To use message deduplication in Pulsar, you need to configure your Pulsar brokers, namespaces, or topics. It is recommended to modify the configuration in the clients, for example, setting send timeout to infinity.

How message deduplication works

You can enable or disable message deduplication at broker, namespace, or topic level. By default, it is disabled on all brokers, namespaces, or topics. You can enable it in the following ways:

  • Enable deduplication for all namespaces/topics at the broker level.
  • Enable deduplication for a specific namespace with the pulsar-admin namespaces interface.
  • Enable deduplication for a specific topic with the pulsar-admin topics interface.

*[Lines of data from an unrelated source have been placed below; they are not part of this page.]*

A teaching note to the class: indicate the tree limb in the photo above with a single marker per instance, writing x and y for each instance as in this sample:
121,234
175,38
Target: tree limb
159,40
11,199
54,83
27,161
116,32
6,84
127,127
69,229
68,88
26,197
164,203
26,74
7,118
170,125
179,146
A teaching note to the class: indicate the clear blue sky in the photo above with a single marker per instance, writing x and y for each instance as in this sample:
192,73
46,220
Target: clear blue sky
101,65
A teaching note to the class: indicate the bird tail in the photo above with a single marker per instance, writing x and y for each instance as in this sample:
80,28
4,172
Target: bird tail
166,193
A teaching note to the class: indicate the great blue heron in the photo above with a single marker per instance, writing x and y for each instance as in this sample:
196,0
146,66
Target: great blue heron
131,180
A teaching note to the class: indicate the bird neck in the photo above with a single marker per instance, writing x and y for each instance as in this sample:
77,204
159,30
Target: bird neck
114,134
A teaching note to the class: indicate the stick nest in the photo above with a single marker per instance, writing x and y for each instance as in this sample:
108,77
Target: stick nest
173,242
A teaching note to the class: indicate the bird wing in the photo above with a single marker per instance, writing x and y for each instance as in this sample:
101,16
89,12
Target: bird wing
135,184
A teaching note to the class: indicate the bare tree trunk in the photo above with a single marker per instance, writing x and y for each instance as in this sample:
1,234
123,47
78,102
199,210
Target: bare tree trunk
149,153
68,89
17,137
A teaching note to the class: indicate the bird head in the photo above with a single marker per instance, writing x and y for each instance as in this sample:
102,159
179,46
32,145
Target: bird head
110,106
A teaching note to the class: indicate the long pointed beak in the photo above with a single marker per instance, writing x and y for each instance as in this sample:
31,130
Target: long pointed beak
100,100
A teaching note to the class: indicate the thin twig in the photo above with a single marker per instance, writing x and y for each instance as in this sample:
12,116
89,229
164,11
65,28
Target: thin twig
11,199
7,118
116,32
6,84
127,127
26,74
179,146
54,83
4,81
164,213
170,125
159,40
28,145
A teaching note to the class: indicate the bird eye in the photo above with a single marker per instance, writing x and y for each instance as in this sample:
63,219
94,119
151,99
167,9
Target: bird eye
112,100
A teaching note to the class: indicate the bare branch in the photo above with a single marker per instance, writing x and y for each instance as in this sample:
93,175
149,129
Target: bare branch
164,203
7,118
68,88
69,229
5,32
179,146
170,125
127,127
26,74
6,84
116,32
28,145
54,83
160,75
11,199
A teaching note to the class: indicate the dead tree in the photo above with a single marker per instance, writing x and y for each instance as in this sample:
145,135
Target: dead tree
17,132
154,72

Configure message deduplication

You can configure message deduplication in Pulsar using the broker.conf configuration file. The following deduplication-related parameters are available.

ParameterDescriptionDefault
brokerDeduplicationEnabledSets the default behavior for message deduplication in the Pulsar broker. If it is set to true, message deduplication is enabled on all namespaces/topics. If it is set to false, you have to enable or disable deduplication at the namespace level or the topic level.false
brokerDeduplicationMaxNumberOfProducersThe maximum number of producers for which information is stored for deduplication purposes.10000
brokerDeduplicationEntriesIntervalThe number of entries after which a deduplication informational snapshot is taken. A larger interval leads to fewer snapshots being taken, though this lengthens the topic recovery time (the time required for entries published after the snapshot to be replayed).1000
brokerDeduplicationSnapshotIntervalSecondsThe time period after which a deduplication informational snapshot is taken. It runs simultaneously with brokerDeduplicationEntriesInterval.120
brokerDeduplicationProducerInactivityTimeoutMinutesThe time of inactivity (in minutes) after which the broker discards deduplication information related to a disconnected producer.360 (6 hours)

Set default value at the broker-level

By default, message deduplication is disabled on all Pulsar namespaces/topics. To enable it on all namespaces/topics, set the brokerDeduplicationEnabled parameter to true and restart the broker.

Even if you set the value for brokerDeduplicationEnabled, enabling or disabling via Pulsar admin CLI overrides the default settings at the broker level.

Enable message deduplication at namespace or topic level

Though message deduplication is disabled by default at the broker level, you can enable message deduplication for a specific namespace or topic using the pulsar-admin namespaces set-deduplication or the pulsar-admin topics set-deduplication command. You can use the --enable/-e flag and specify the namespace/topic.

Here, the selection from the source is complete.